Officer Cassidy remained in silence, his mouth agape, and waited for Lidia to keep motoring along. She didn’t. She stood with her hands on her hips, a toe rapping the mud.
“Be—because, uh.” Cassidy cleared his throat. “Because there isn’t any proof he’s done anything, Lidia.”
“That’s bullshit and you know it, Adrian! Just look at him. He’s a heathen!”
Exitus shoved his hands into the pouch of his sweatshirt, fingered the bar of soap he had yet to use and hoped he didn’t smell all that badly.

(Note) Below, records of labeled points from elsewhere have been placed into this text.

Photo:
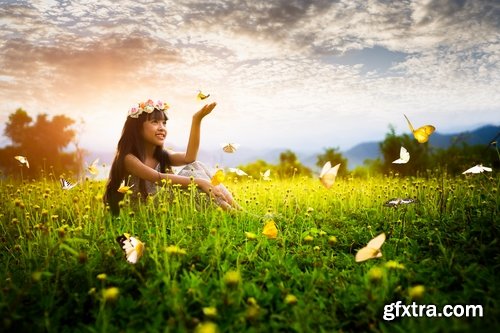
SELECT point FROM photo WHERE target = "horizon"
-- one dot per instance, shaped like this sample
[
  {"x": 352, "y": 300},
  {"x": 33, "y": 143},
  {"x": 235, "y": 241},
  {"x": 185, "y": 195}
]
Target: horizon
[{"x": 295, "y": 74}]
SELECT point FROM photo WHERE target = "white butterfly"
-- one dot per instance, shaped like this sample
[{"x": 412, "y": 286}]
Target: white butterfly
[
  {"x": 66, "y": 185},
  {"x": 398, "y": 201},
  {"x": 92, "y": 168},
  {"x": 22, "y": 160},
  {"x": 372, "y": 249},
  {"x": 477, "y": 169},
  {"x": 404, "y": 156},
  {"x": 230, "y": 147},
  {"x": 328, "y": 174},
  {"x": 237, "y": 171},
  {"x": 266, "y": 175},
  {"x": 132, "y": 247}
]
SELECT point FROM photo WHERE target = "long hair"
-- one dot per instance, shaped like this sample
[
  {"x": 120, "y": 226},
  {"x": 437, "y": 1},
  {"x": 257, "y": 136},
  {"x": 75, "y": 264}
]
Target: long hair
[{"x": 132, "y": 142}]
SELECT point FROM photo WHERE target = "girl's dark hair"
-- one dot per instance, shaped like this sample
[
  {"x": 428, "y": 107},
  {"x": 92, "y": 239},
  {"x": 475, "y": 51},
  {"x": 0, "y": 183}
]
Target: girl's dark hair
[{"x": 131, "y": 142}]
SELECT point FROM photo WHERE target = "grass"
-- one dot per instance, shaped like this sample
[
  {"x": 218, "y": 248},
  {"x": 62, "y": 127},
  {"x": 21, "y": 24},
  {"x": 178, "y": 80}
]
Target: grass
[{"x": 63, "y": 271}]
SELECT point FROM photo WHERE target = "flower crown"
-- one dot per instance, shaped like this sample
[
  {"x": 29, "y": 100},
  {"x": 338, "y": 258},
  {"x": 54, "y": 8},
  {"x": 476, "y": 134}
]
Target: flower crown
[{"x": 147, "y": 107}]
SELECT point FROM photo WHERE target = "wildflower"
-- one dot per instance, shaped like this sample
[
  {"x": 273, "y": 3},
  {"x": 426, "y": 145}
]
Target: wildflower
[
  {"x": 174, "y": 250},
  {"x": 210, "y": 311},
  {"x": 308, "y": 239},
  {"x": 391, "y": 264},
  {"x": 290, "y": 299},
  {"x": 375, "y": 274},
  {"x": 250, "y": 235},
  {"x": 110, "y": 294},
  {"x": 270, "y": 230},
  {"x": 416, "y": 292},
  {"x": 232, "y": 278},
  {"x": 207, "y": 327}
]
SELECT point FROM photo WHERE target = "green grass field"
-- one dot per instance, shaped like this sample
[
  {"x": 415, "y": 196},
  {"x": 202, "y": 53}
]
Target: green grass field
[{"x": 62, "y": 269}]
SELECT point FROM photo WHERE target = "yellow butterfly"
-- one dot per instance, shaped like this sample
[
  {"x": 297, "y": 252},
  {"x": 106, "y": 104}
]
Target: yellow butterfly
[
  {"x": 328, "y": 174},
  {"x": 201, "y": 96},
  {"x": 477, "y": 169},
  {"x": 124, "y": 188},
  {"x": 92, "y": 168},
  {"x": 66, "y": 185},
  {"x": 237, "y": 171},
  {"x": 132, "y": 247},
  {"x": 372, "y": 249},
  {"x": 270, "y": 230},
  {"x": 422, "y": 133},
  {"x": 23, "y": 160},
  {"x": 218, "y": 177},
  {"x": 266, "y": 175},
  {"x": 230, "y": 147},
  {"x": 404, "y": 156}
]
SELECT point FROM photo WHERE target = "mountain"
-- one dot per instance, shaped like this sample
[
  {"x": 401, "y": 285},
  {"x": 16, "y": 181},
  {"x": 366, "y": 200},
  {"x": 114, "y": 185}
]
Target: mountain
[{"x": 355, "y": 155}]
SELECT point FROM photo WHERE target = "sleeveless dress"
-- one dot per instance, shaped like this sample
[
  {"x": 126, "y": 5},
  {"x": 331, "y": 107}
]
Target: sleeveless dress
[{"x": 196, "y": 169}]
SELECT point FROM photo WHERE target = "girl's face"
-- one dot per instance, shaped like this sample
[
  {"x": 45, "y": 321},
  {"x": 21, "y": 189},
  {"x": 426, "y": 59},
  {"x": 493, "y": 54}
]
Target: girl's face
[{"x": 154, "y": 131}]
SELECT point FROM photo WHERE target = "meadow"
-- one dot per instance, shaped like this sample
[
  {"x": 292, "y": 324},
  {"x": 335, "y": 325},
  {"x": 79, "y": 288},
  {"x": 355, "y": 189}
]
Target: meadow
[{"x": 62, "y": 269}]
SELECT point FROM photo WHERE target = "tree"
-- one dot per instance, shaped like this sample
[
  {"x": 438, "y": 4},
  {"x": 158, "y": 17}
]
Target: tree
[
  {"x": 290, "y": 166},
  {"x": 42, "y": 142},
  {"x": 419, "y": 154},
  {"x": 333, "y": 156}
]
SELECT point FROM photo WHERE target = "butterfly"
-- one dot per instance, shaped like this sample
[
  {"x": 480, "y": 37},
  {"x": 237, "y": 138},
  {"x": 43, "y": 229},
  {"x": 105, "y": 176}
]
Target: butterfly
[
  {"x": 422, "y": 133},
  {"x": 132, "y": 247},
  {"x": 124, "y": 188},
  {"x": 201, "y": 96},
  {"x": 66, "y": 185},
  {"x": 218, "y": 177},
  {"x": 372, "y": 249},
  {"x": 477, "y": 169},
  {"x": 92, "y": 168},
  {"x": 230, "y": 147},
  {"x": 404, "y": 156},
  {"x": 23, "y": 160},
  {"x": 394, "y": 202},
  {"x": 237, "y": 171},
  {"x": 266, "y": 175},
  {"x": 270, "y": 230},
  {"x": 328, "y": 174}
]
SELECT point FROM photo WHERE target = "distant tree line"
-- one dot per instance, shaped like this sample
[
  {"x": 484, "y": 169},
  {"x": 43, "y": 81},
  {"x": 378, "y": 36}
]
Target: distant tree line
[{"x": 43, "y": 142}]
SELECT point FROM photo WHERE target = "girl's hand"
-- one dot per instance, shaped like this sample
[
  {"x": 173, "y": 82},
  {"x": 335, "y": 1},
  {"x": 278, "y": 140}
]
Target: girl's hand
[
  {"x": 204, "y": 111},
  {"x": 215, "y": 192}
]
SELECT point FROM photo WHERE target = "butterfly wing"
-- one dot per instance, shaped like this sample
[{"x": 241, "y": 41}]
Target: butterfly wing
[
  {"x": 422, "y": 134},
  {"x": 404, "y": 156},
  {"x": 328, "y": 177},
  {"x": 409, "y": 124},
  {"x": 376, "y": 243},
  {"x": 367, "y": 253},
  {"x": 66, "y": 185},
  {"x": 201, "y": 96}
]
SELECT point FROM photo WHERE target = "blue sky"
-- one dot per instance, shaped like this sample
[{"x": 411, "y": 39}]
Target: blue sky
[{"x": 292, "y": 74}]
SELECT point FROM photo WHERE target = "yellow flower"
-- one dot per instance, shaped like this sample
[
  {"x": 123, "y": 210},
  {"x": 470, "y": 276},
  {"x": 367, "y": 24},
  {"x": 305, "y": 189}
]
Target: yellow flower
[
  {"x": 270, "y": 230},
  {"x": 416, "y": 292},
  {"x": 232, "y": 278},
  {"x": 250, "y": 235},
  {"x": 290, "y": 299},
  {"x": 218, "y": 177},
  {"x": 394, "y": 265},
  {"x": 210, "y": 312},
  {"x": 174, "y": 250},
  {"x": 206, "y": 327},
  {"x": 375, "y": 274},
  {"x": 110, "y": 294}
]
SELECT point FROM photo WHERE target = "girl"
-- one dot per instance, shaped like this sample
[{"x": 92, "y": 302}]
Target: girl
[{"x": 141, "y": 156}]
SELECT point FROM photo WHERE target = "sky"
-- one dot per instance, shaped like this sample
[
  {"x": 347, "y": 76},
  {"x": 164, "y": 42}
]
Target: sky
[{"x": 288, "y": 73}]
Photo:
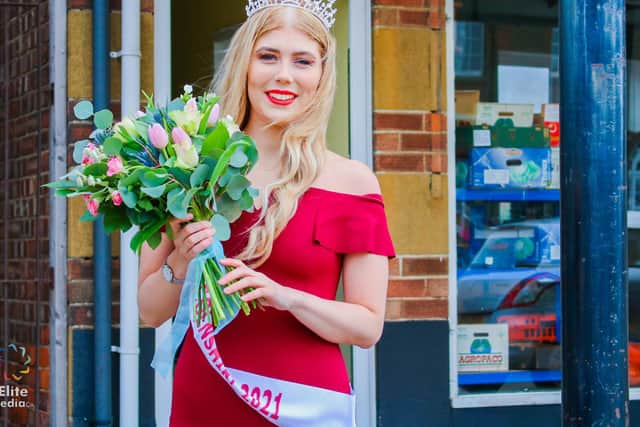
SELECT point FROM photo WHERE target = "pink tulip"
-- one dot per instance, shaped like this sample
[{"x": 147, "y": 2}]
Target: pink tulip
[
  {"x": 180, "y": 137},
  {"x": 158, "y": 136},
  {"x": 192, "y": 106},
  {"x": 92, "y": 207},
  {"x": 214, "y": 115},
  {"x": 115, "y": 166},
  {"x": 87, "y": 160},
  {"x": 116, "y": 198}
]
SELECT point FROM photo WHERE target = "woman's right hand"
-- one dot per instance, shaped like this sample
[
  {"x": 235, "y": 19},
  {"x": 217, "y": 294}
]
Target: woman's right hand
[{"x": 189, "y": 239}]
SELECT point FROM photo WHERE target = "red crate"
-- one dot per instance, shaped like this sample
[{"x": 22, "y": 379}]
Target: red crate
[{"x": 530, "y": 327}]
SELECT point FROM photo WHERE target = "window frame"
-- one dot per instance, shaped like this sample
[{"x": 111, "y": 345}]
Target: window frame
[{"x": 497, "y": 399}]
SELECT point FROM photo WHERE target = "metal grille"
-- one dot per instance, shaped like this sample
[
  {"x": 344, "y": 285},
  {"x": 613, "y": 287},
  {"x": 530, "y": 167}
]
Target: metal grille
[{"x": 24, "y": 211}]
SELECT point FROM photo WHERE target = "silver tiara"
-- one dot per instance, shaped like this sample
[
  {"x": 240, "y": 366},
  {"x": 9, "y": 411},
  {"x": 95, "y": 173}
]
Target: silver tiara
[{"x": 321, "y": 9}]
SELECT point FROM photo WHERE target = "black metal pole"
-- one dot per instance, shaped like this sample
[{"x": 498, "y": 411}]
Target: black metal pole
[
  {"x": 593, "y": 214},
  {"x": 103, "y": 392}
]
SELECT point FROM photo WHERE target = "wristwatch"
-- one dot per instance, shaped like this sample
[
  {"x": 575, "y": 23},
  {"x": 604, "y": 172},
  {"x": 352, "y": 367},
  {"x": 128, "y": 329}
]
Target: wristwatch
[{"x": 167, "y": 273}]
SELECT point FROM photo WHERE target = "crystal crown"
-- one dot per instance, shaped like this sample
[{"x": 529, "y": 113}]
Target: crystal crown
[{"x": 321, "y": 9}]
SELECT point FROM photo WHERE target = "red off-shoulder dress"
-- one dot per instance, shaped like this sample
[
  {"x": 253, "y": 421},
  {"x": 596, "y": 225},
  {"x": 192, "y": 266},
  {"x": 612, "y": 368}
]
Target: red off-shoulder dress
[{"x": 307, "y": 255}]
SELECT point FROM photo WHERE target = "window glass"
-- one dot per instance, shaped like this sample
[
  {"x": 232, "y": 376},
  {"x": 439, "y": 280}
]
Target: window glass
[
  {"x": 508, "y": 228},
  {"x": 507, "y": 195}
]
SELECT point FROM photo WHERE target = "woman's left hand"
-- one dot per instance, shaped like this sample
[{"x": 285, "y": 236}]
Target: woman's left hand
[{"x": 267, "y": 292}]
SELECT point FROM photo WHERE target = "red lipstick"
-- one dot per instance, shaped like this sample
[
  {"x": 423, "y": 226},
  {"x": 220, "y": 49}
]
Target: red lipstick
[{"x": 281, "y": 97}]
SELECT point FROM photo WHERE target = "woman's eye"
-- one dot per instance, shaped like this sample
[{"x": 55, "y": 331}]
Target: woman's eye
[{"x": 304, "y": 62}]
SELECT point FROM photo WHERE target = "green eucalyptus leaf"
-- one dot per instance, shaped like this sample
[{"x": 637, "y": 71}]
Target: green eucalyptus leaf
[
  {"x": 178, "y": 202},
  {"x": 103, "y": 119},
  {"x": 246, "y": 201},
  {"x": 253, "y": 191},
  {"x": 224, "y": 179},
  {"x": 78, "y": 149},
  {"x": 229, "y": 208},
  {"x": 180, "y": 175},
  {"x": 83, "y": 110},
  {"x": 223, "y": 162},
  {"x": 154, "y": 177},
  {"x": 221, "y": 225},
  {"x": 154, "y": 192},
  {"x": 87, "y": 217},
  {"x": 201, "y": 173},
  {"x": 146, "y": 233},
  {"x": 238, "y": 159},
  {"x": 236, "y": 186},
  {"x": 112, "y": 146},
  {"x": 128, "y": 197},
  {"x": 154, "y": 240},
  {"x": 96, "y": 169},
  {"x": 215, "y": 141},
  {"x": 145, "y": 204},
  {"x": 61, "y": 192}
]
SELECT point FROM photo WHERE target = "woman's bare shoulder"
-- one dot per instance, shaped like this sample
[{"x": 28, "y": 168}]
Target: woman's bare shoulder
[{"x": 347, "y": 176}]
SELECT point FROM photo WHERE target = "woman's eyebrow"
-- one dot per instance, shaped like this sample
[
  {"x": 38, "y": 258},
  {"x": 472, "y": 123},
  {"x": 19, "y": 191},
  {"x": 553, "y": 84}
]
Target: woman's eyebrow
[{"x": 274, "y": 50}]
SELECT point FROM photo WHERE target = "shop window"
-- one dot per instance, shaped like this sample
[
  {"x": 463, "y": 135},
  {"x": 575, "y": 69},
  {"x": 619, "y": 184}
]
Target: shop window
[
  {"x": 469, "y": 56},
  {"x": 507, "y": 141},
  {"x": 507, "y": 198}
]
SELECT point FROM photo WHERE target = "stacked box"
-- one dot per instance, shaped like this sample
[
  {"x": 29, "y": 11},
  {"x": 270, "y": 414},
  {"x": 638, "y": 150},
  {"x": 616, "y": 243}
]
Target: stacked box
[
  {"x": 468, "y": 137},
  {"x": 510, "y": 168},
  {"x": 488, "y": 113}
]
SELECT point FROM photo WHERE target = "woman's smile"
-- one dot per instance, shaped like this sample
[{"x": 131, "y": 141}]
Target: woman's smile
[{"x": 281, "y": 97}]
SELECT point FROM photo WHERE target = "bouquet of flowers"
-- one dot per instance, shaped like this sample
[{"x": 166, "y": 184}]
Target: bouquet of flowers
[{"x": 161, "y": 163}]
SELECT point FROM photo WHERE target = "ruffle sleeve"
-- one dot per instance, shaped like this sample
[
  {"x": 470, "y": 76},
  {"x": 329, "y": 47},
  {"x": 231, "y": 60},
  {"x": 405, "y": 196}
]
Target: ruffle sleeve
[{"x": 354, "y": 224}]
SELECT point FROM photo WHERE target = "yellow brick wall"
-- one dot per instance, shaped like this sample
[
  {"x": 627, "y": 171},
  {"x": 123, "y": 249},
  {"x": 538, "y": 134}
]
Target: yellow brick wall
[
  {"x": 410, "y": 151},
  {"x": 80, "y": 87}
]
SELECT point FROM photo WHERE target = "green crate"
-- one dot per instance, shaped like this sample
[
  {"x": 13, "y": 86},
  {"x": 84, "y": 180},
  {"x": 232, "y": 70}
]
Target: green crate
[{"x": 502, "y": 136}]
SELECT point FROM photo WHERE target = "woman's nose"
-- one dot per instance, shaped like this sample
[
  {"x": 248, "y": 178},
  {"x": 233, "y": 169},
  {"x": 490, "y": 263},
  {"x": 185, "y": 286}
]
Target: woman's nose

Officer Cassidy sighed. Becca stared ahead, comatose. The unnamed brunette bit his lip. The unhappy crime scene tech had gone.
“Lidia,” Cassidy began. “One of your employees has just been killed. Mary is missing. Don’t you think there are more... well, productive things to do in this situation instead of impeding the investigation?”
Those pointed eyes threw daggers. “‘Impeding the investigation’? God, Adrian, you were just as obtuse when we were married! How’d you make it through the police academy, being this stupid?” That last word was in such a high pitch that it was nothing but a sharp ringing, so Exitus could only snatch at what she might have truly said. He imagined it to be clean.
Lidia’s ex-husband turned to the crime scene tech who had reappeared beside Becca. “Have you got everything you need from Mr. Quick here?”
There was a delighted grin on the man’s face. He must have been enjoying the show. “Yes. But we’ll need to keep the hearse. I’ve got Shamus calling ahead for the warrant.”
Officer Cassidy nodded, then addressed Exitus. “You may go—but don’t leave town.”
“How can I, sir?”
The Strong Man smiled. “There’s a motel in town. I’ll have one of the officers take you there.”
Exitus shifted uncomfortably. “I don’t really have any money, sir.”
That was met with a frown from Cassidy and a tut from Lidia. “Noelle owes me a favor,” he said. “I’ll just have to call it in a little early.”
Genevieve sat peacefully in the early morning sun, her chrome shining and black paint glowing in the orange light. Exitus gave her a pat. “Can I take some clothes?Practically everything I own is in there.”
“He lives in that thing?” Lidia screeched. “He’s homeless. Isn’t that illegal?”
Officer Cassidy had a hand on his gun, possibly weighing the options of shooting his darling ex-wife. To Exitus he said: “I’m sorry, but you’re the only suspect we’ve got right now. You don’t have a lot of breathing room.”
At least the man was honest. But was all of what was going on here following legal protocol?
“There’s a second hand store in town as well as the motel. I’ll have Darla put your things on a tab.”
How wonderful. Aunt Lily was going to have a heart attack when she found out about this.
Oh, dear Lord.
He was going to have to call Aunt Lily.